John's High Christology
John has a very high Christology. In the prologue to John's gospel, we read, "In the beginning was the Word, and the Word was with God, and the Word was God. He was in the beginning with God. All things came into being through him, and without him not one thing came into being (1.1-3)." This Word "became flesh and lived among us" (1.14). At the end of the prologue, we are told, "It is God the only Son, who is close to the Father's heart, who has made him known." Here we see Jesus depicted as God's divine Word, who is co-eternal with God and who became a human being. For John, Jesus is God; at the time in which it was made, this was an astounding claim, and it is a concept that we don't find in the Synoptic Gospels.

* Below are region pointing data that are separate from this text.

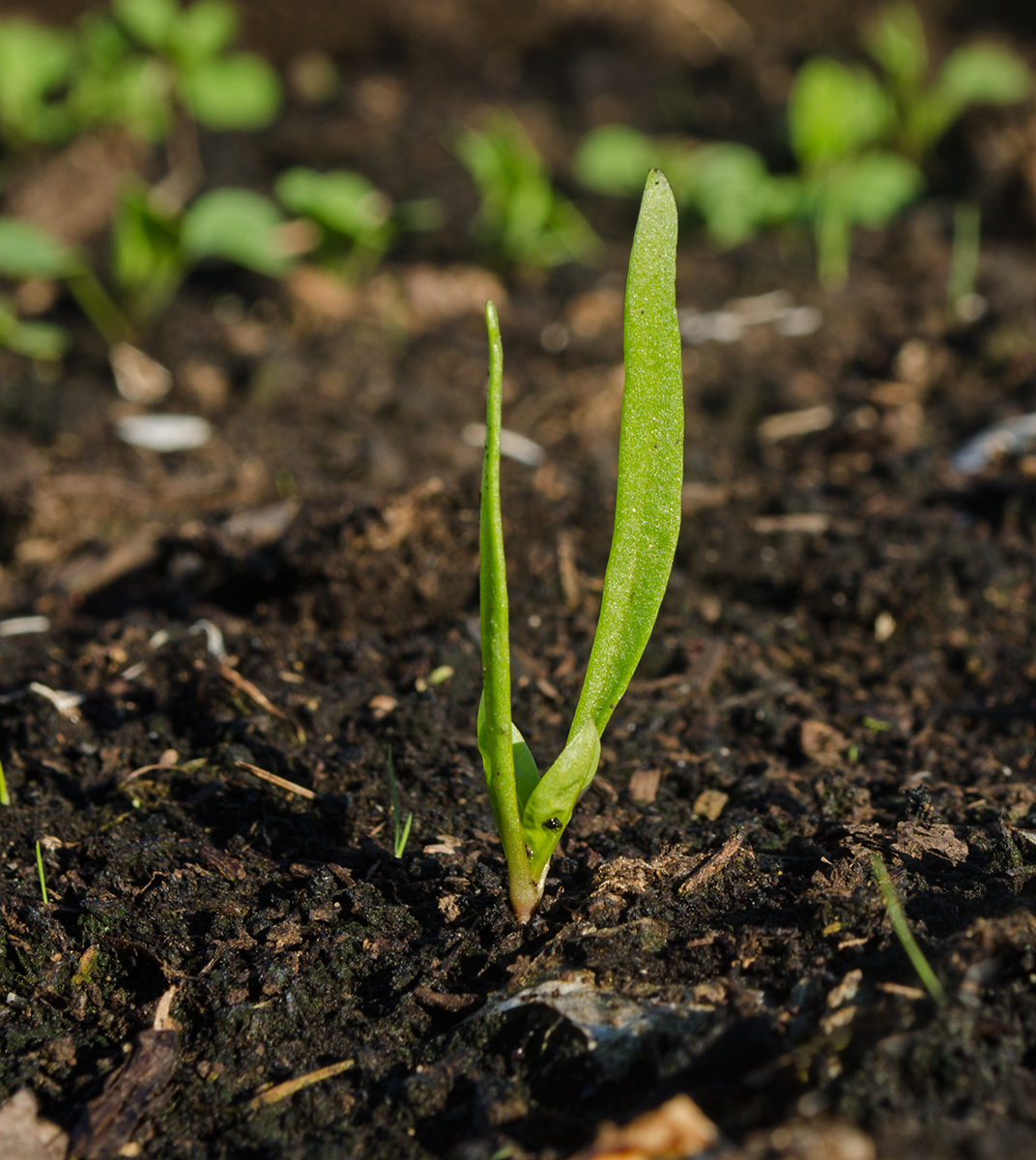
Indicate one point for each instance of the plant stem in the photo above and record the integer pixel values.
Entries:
(496, 644)
(903, 932)
(964, 256)
(98, 305)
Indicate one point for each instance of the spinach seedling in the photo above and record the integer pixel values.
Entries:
(532, 812)
(522, 219)
(355, 223)
(400, 829)
(154, 249)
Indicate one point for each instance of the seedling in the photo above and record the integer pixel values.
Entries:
(532, 812)
(960, 288)
(522, 219)
(139, 68)
(154, 249)
(980, 73)
(858, 143)
(893, 909)
(354, 221)
(400, 832)
(42, 875)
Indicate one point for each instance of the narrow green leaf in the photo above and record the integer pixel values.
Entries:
(526, 772)
(550, 805)
(649, 462)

In the NRSV, the Greek word "logos" is translated as "Word." However, "Word" doesn't adequately convey what "logos" meant to the ancients. We might also translate this word as "reason" or "thought."

One place in which we may find some historical background for Jn's use of the logos is in ancient Stoic thought. Stoicism was a philosophy that antedated Christianity by about 300 years. In Stoic philosophy, the logos was the "'stuff" from which the universe was made; it was "the meaningful, purposeful, and providential order of the universe." They thought of it as the "creative fire that permeates all things. God is also the logos, who purposefully designed the order and beauty of the world." (Keoster, 144).

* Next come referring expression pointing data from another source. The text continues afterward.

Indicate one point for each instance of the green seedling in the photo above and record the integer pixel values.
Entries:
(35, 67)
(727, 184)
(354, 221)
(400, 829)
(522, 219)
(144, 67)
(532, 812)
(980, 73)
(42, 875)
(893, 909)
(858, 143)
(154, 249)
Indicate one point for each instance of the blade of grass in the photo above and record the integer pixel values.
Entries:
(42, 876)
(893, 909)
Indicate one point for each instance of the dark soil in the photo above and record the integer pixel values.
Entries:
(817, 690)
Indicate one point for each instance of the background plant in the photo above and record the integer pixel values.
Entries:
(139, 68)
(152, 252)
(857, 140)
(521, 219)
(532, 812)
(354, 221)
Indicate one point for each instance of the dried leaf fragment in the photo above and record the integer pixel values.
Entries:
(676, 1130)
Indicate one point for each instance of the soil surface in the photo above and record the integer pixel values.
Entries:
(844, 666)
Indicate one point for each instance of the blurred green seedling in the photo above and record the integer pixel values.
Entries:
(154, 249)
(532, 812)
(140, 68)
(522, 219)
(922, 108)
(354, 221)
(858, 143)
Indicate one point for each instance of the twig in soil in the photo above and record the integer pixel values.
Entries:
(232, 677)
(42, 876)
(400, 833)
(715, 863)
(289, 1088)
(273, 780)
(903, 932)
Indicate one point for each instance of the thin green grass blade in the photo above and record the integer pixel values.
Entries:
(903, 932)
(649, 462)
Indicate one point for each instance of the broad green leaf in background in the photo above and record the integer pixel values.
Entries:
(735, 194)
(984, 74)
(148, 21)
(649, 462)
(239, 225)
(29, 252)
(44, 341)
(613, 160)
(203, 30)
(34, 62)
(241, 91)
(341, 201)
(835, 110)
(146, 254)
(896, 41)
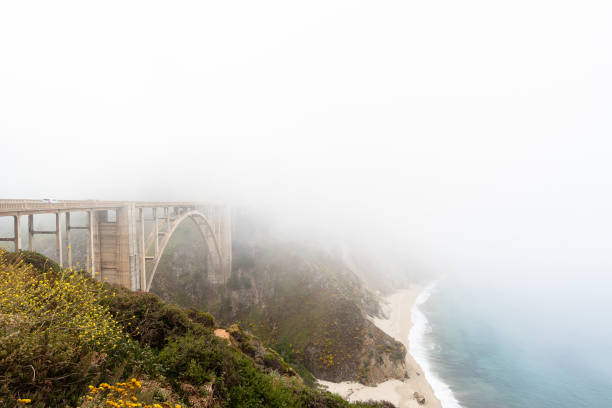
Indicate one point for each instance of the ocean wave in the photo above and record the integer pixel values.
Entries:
(420, 348)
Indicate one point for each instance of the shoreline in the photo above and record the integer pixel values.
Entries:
(399, 309)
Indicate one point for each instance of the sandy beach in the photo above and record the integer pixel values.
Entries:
(401, 393)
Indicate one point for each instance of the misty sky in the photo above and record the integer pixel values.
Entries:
(462, 131)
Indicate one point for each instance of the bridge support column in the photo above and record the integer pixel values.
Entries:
(58, 239)
(68, 242)
(31, 232)
(91, 256)
(141, 251)
(17, 232)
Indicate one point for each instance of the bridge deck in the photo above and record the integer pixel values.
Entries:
(24, 207)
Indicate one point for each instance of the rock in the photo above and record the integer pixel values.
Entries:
(222, 333)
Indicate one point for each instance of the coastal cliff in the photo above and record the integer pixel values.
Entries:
(304, 302)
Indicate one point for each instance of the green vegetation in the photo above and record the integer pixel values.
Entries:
(61, 332)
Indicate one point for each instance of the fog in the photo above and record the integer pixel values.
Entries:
(466, 137)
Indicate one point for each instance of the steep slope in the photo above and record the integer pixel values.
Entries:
(304, 302)
(61, 332)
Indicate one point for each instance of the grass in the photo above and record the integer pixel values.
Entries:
(61, 332)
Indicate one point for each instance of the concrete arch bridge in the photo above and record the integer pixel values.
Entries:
(125, 239)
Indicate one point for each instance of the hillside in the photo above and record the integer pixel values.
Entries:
(304, 302)
(68, 341)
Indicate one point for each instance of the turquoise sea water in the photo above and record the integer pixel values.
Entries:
(528, 344)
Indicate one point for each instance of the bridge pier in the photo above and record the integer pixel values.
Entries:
(117, 249)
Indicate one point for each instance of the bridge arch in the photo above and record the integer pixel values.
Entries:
(210, 241)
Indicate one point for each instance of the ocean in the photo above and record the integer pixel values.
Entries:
(517, 344)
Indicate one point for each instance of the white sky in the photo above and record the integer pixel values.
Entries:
(459, 128)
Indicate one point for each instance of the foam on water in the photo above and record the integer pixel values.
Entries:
(420, 347)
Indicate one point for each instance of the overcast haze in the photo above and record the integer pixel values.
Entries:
(463, 132)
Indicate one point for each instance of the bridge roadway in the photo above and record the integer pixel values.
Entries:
(118, 250)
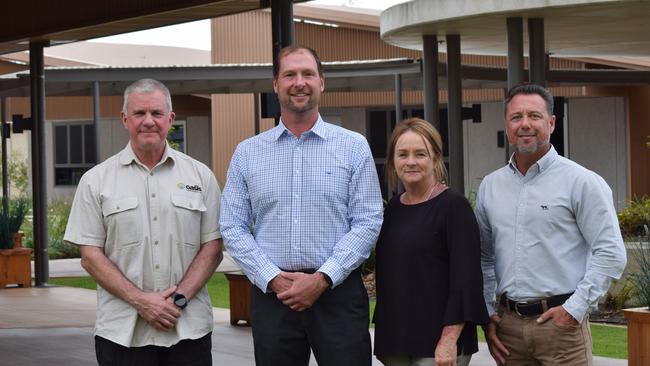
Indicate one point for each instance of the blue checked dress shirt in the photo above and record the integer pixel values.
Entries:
(551, 232)
(295, 204)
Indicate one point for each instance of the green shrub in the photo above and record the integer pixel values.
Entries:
(634, 216)
(641, 277)
(57, 219)
(12, 221)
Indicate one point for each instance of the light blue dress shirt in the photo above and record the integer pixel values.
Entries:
(553, 231)
(295, 204)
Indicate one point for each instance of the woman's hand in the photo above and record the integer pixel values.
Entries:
(445, 354)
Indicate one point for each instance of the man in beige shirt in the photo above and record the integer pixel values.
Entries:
(146, 221)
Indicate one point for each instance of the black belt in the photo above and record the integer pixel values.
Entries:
(306, 270)
(533, 307)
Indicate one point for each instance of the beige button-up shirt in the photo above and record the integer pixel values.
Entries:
(151, 224)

This concept may have played into Jn's understanding of the logos, but even more important was Jn's background of Jewish thought, especially with regard to Wisdom literature. The notion of the descent of the Word into the world and the eventual return of the Son to the Father (1.18) "lies in the OT picture of personified Wisdom…. who was in the beginning with God at the creation of the world and came to dwell with human beings when the Law was revealed to Moses" (Brown, 338). For example, Sirach 24.8-12 speaks in the voice of divine Wisdom, saying,
"Then the creator of all things gave me a command,
and my creator chose the place for my tent.

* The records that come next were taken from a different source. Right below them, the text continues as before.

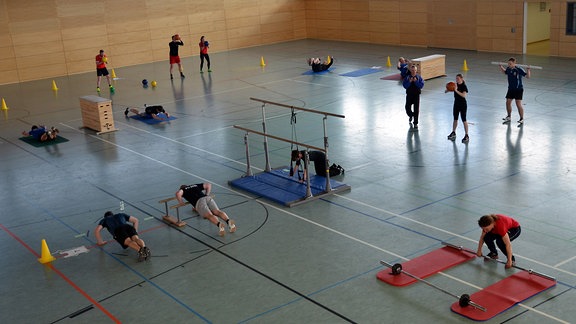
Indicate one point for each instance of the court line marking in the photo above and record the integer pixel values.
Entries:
(301, 217)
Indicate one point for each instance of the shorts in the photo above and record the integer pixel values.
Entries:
(205, 205)
(174, 59)
(514, 94)
(123, 232)
(102, 72)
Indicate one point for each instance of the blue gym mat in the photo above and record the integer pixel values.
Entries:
(152, 121)
(278, 186)
(310, 72)
(361, 72)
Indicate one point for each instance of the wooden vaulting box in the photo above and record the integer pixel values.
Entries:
(97, 114)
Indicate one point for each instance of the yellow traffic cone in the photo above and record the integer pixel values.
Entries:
(465, 66)
(46, 255)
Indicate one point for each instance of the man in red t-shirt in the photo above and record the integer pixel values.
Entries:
(502, 229)
(101, 70)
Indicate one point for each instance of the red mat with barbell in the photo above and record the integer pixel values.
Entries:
(426, 265)
(504, 294)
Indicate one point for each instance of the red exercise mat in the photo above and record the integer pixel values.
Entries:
(426, 265)
(503, 295)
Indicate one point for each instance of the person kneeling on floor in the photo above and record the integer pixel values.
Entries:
(125, 234)
(502, 229)
(199, 196)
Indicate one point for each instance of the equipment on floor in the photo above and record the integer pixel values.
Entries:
(426, 265)
(463, 300)
(530, 271)
(520, 65)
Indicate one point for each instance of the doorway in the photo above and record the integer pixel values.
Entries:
(537, 28)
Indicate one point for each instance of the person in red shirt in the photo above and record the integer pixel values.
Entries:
(204, 54)
(101, 60)
(502, 229)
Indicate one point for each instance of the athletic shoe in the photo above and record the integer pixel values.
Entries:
(232, 226)
(493, 255)
(141, 255)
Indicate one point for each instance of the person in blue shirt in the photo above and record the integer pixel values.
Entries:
(41, 133)
(413, 83)
(515, 88)
(125, 234)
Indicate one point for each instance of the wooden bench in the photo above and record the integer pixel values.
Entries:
(171, 219)
(431, 66)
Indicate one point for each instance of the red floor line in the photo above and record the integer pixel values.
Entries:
(94, 302)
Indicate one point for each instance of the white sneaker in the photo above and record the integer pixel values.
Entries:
(222, 230)
(232, 226)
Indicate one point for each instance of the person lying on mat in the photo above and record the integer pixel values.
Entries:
(149, 112)
(198, 195)
(319, 159)
(125, 234)
(502, 229)
(41, 133)
(319, 66)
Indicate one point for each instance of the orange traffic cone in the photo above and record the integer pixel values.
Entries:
(46, 255)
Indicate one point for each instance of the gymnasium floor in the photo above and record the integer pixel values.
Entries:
(314, 263)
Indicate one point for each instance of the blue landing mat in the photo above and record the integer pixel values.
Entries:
(152, 121)
(278, 186)
(361, 72)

He said, 'Make your dwelling in Jacob,
and in Israel receive your inheritance.'
Before the ages in the beginning, he created me,
and for all the ages I shall not case to be.
In the holy tent I ministered before him,
and so I was established in Zion.
Thus in the beloved city he gave me a resting place,
and in Jerusalem was my domain.
I took root in an honored people,
in the portion of the Lord, his heritage."
Other such Wisdom passages can be seen in Prov. 8.22-31 and the Wisdom of Solomon 9.1-3.

What we have in John,then, is a portrayal of Jesus as the Word of God made flesh, who was sent down by God from heaven into the world, ministered on earth, and then went back up into heaven. In Jn 3.13-14 we read, "No one has ascended into heaven except the one who descended from heaven, the Son of Man."
Jesus' crucifixion is a very important aspect of this descent/ascent motif. In his crucifixion, Jesus is "lifted up," and this is the first step of Jesus' ascent back into heaven. Thus we read of Jesus' saying, "When you have lifted up the Son of Man, then you will realize that I am he…."
Sources:
Brown, Raymond.
Introduction to the New Testament.
New York: Doubleday, 1997
Koester, Helmut.
Introduction to the New Testament,
vol. 1. 2nd ed. New York and Berlin: Walter De Gruyter, 1995.